滅多にないと思いますが、もしそのお店が、水洗いは対応していません、と言うことであれば、わがままを言って一旦生地を預からせてもらって自宅で洗うか、それでもだめなら諦めるしか無さそうです。
「洗う」と言ってきましたが、洗剤を使うべきなのか。
必ずしも使う必要はないと思いますが、私は通常の洗剤を、通常の量よりやや少なめで入れています。またドライコースなどではなく普通のコースにしています。
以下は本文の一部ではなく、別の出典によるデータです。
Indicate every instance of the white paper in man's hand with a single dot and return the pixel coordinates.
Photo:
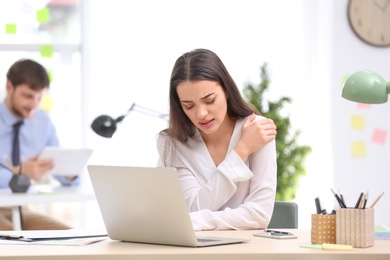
(66, 161)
シャツは製品になってからは、洗剤を使って洗濯機で普通に洗うことになるので、実際に近い環境で洗った方が良いと思うからです。
ちなみにスーツ用のリネン生地を洗濯した際は、ドライコースで、おしゃれ着用洗剤を使いました。
リネンスーツを水洗いする際は、さすがに通常コースで通常の洗剤で洗うとスーツが傷んでしまうので、ドライコースで洗うからです。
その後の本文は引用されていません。